Another company restructuring its ownership model in order to stay on the Russian market is the largest independent media company in Russia, CTC Media, 75 percent of whose assets are currently owned by foreign companies.
CTC Media’s shareholders are now negotiating with Russian television holding UTV on the purchase of 75 percent of its assets, CTC Media’s spokesman Igor Ivanov told The Moscow Times on Tuesday.
But experts warn that foreign media companies will continue to leave the Russian market because of the new legislation, and that even companies with plans to stay on the Russian market will have to withdraw if they don’t manage to sell 80 percent of their assets.
Print media is not the most profitable segment, so some publishers, especially smaller ones, could face difficulties in finding buyers for part of their company, Zimin said.
They may therefore have to sell the assets at a very low price or simply close down, he added.
Yelena Shitikova, managing director of Russia’s Guild of Press Publishers, a lobby group, said that although the new law complicates the activity of publishing houses, Russia won’t see foreign media companies flee the market en masse.
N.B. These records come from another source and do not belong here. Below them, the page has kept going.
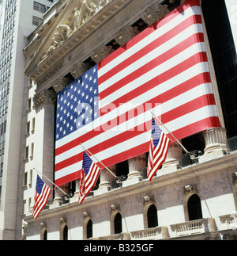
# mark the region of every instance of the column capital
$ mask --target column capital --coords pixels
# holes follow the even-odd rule
[[[69,78],[61,77],[57,78],[53,82],[52,87],[56,93],[59,93],[62,90],[65,89],[70,83],[70,79]]]
[[[101,44],[91,53],[91,58],[96,63],[105,59],[114,52],[111,46]]]
[[[74,79],[78,78],[81,75],[85,74],[90,68],[90,65],[85,63],[78,63],[74,64],[71,70],[70,73]]]
[[[56,100],[57,94],[54,90],[44,90],[33,97],[34,107],[38,109],[44,104],[54,105]]]

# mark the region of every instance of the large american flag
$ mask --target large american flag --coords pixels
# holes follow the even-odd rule
[[[84,151],[82,170],[79,188],[79,203],[82,204],[86,196],[95,186],[100,173],[100,168]]]
[[[33,205],[33,217],[35,220],[38,218],[39,214],[46,205],[51,190],[37,175]]]
[[[147,168],[147,178],[152,178],[166,159],[171,140],[152,118],[152,136]]]
[[[186,1],[58,94],[56,185],[80,178],[80,143],[107,166],[148,152],[149,109],[178,139],[220,126],[198,0]]]

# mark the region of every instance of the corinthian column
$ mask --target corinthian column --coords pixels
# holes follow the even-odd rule
[[[123,186],[137,183],[141,180],[141,172],[147,167],[146,155],[141,154],[128,160],[129,174]]]
[[[204,132],[205,148],[202,160],[209,160],[223,156],[227,151],[226,129],[224,128],[213,128]]]

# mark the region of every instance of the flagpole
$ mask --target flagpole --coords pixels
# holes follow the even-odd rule
[[[155,114],[153,113],[153,112],[150,109],[149,109],[149,110],[150,111],[150,113],[152,113],[152,117],[154,117],[154,118],[156,118],[157,120],[158,120],[158,122],[159,123],[160,123],[161,124],[161,125],[162,126],[164,126],[164,128],[167,130],[167,132],[168,132],[168,133],[170,133],[172,136],[173,136],[173,138],[177,141],[177,143],[179,143],[179,145],[182,147],[182,150],[184,150],[185,151],[186,151],[186,154],[189,154],[189,151],[182,145],[182,143],[177,139],[177,138],[173,135],[173,133],[172,132],[171,132],[165,126],[164,126],[164,124],[158,119],[158,117],[156,117],[155,116]]]
[[[111,174],[112,174],[115,178],[121,180],[121,178],[119,177],[118,177],[115,174],[113,174],[103,162],[101,162],[99,159],[97,159],[92,152],[90,152],[88,149],[86,149],[81,143],[80,143],[80,145],[83,147],[83,149],[85,151],[87,151],[97,162],[99,162]]]
[[[65,195],[68,196],[68,194],[61,189],[56,184],[55,184],[53,181],[51,181],[49,178],[47,178],[45,175],[43,175],[42,173],[40,173],[38,170],[36,170],[35,167],[33,168],[37,173],[41,174],[43,178],[45,178],[47,181],[49,181],[51,184],[53,184],[57,189],[58,189],[61,192],[62,192]]]

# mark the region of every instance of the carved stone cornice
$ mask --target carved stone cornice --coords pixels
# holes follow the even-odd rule
[[[111,212],[120,212],[120,204],[112,204],[111,206]]]
[[[91,219],[92,218],[92,212],[85,212],[83,213],[83,219]]]
[[[198,185],[187,185],[183,187],[183,196],[186,197],[190,193],[198,193]]]
[[[78,63],[77,64],[74,64],[70,70],[70,73],[72,76],[74,78],[74,79],[77,79],[81,75],[85,74],[89,68],[90,68],[90,66],[88,63]]]
[[[67,219],[66,218],[61,218],[60,219],[60,226],[64,226],[64,225],[66,225],[66,223],[67,223]]]
[[[57,78],[52,85],[52,87],[56,93],[59,93],[62,90],[66,88],[70,84],[70,79],[69,78],[61,77]]]
[[[111,46],[106,46],[106,45],[101,44],[100,46],[99,46],[97,48],[96,48],[94,51],[92,52],[91,58],[93,59],[95,63],[99,63],[101,60],[105,59],[113,52],[114,50]]]
[[[152,204],[156,204],[154,195],[144,197],[144,200],[143,200],[144,206]]]
[[[233,185],[237,185],[237,172],[235,174],[232,174],[232,182]]]
[[[55,105],[57,100],[57,94],[53,90],[45,90],[35,94],[33,97],[34,107],[38,109],[43,104]]]
[[[37,82],[37,86],[40,86],[42,83],[47,81],[47,78],[44,78],[44,74],[49,69],[54,70],[54,65],[56,62],[63,59],[65,56],[69,55],[72,49],[74,49],[80,45],[81,42],[85,41],[95,30],[96,30],[98,27],[100,26],[101,23],[107,20],[111,15],[116,13],[118,9],[121,8],[125,4],[127,5],[130,2],[131,2],[131,0],[98,1],[98,9],[86,22],[84,22],[81,26],[77,29],[73,29],[74,28],[71,27],[70,29],[73,32],[68,34],[68,37],[59,42],[59,44],[56,44],[57,45],[55,45],[55,47],[52,46],[48,54],[43,58],[42,58],[42,55],[40,56],[39,54],[36,55],[26,67],[24,74],[29,78],[34,79],[36,82],[40,79]],[[72,13],[73,8],[73,2],[69,2],[68,9],[66,8],[65,12],[62,12],[60,14],[62,17],[65,17],[65,15],[66,17]],[[54,30],[53,32],[56,32],[57,25],[60,25],[60,22],[62,22],[62,25],[68,25],[68,24],[63,24],[68,18],[69,17],[66,17],[64,19],[65,21],[62,20],[62,21],[58,21],[58,23],[59,22],[59,24],[54,25],[52,29],[52,30]],[[70,17],[70,19],[71,19],[71,17]],[[39,52],[46,53],[47,51],[49,50],[49,47],[52,45],[52,39],[53,38],[48,38],[47,41],[45,40],[44,44],[42,44],[39,48]],[[47,77],[48,76],[51,75],[47,75]],[[39,79],[40,77],[43,78]]]
[[[52,67],[48,72],[46,73],[45,75],[40,80],[36,80],[37,87],[40,86],[44,82],[47,82],[47,80],[51,79],[54,75],[55,75],[63,66],[63,61],[60,62],[58,64]]]
[[[119,29],[115,35],[115,40],[120,46],[124,45],[135,36],[139,33],[137,27],[132,27],[126,25],[124,28]]]
[[[146,11],[142,13],[141,18],[148,25],[151,25],[154,22],[162,19],[169,13],[167,6],[161,5],[157,2],[152,6],[147,8]]]

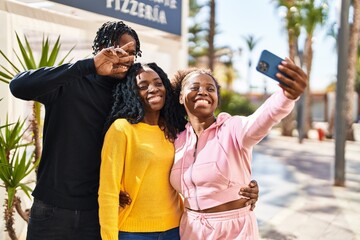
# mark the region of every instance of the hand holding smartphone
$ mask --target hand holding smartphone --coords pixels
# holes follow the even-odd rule
[[[283,85],[286,85],[276,77],[276,73],[279,72],[278,65],[281,64],[282,61],[284,61],[284,59],[276,56],[275,54],[267,50],[263,50],[261,52],[259,62],[256,65],[256,70],[274,79],[275,81],[278,81]],[[282,74],[286,76],[286,74],[284,73]]]

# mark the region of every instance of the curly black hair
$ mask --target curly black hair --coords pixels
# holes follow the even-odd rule
[[[141,57],[142,52],[140,50],[140,40],[137,33],[122,21],[106,22],[99,28],[92,46],[93,54],[96,55],[103,48],[118,45],[117,42],[123,34],[129,34],[135,39],[135,56]]]
[[[160,110],[159,126],[165,132],[166,138],[173,142],[177,134],[185,129],[187,120],[179,109],[177,109],[178,98],[174,98],[167,74],[156,63],[133,64],[126,78],[116,85],[114,90],[114,103],[105,124],[105,131],[118,118],[125,118],[132,124],[139,123],[143,120],[145,108],[139,96],[136,76],[145,66],[151,68],[159,75],[166,89],[165,105]]]
[[[180,93],[183,85],[185,84],[186,80],[189,79],[191,76],[195,74],[206,74],[209,75],[215,83],[215,87],[217,89],[217,97],[218,97],[218,105],[220,104],[221,97],[220,97],[220,84],[218,80],[212,75],[211,70],[209,69],[203,69],[203,68],[187,68],[183,70],[178,70],[174,77],[171,79],[171,85],[173,88],[174,98],[178,99],[180,98]],[[176,103],[176,108],[180,111],[179,114],[183,115],[184,117],[187,116],[186,110],[184,105],[180,104],[179,101]]]

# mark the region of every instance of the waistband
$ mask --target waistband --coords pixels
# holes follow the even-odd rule
[[[239,209],[223,211],[223,212],[215,212],[215,213],[200,213],[200,212],[191,211],[190,209],[185,208],[184,212],[186,212],[186,214],[189,217],[194,217],[194,218],[205,217],[206,219],[209,219],[209,220],[212,219],[212,220],[220,221],[223,219],[235,219],[235,218],[245,216],[251,212],[250,207],[251,206],[246,206],[246,207],[239,208]]]
[[[235,185],[223,191],[207,194],[204,196],[185,197],[184,206],[194,210],[201,210],[244,198],[243,196],[239,195],[240,188],[243,186],[246,185]]]

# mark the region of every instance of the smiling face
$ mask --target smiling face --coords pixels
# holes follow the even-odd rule
[[[188,116],[212,117],[219,101],[214,79],[208,74],[195,73],[184,81],[179,101]]]
[[[166,89],[159,75],[149,67],[144,66],[136,76],[140,98],[145,107],[145,118],[150,114],[160,116],[160,110],[165,105]]]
Russia is a profitable and interesting market, and companies will accept the new law and adapt to changes in order to continue doing business here, Shitikova told The Moscow Times on Tuesday.
In their letter to Putin, the managers of foreign publishing houses in Russia said it was the wrong time for the introduction of the new restrictions, according to RBC. The media is currently seeing a sharp slump in advertising revenues.
The advertising market totaled 138 billion rubles ($2 billion) in the first half of 2015, 16 percent down compared to the same period last year, according to a report by the Association of Communication Agencies of Russia.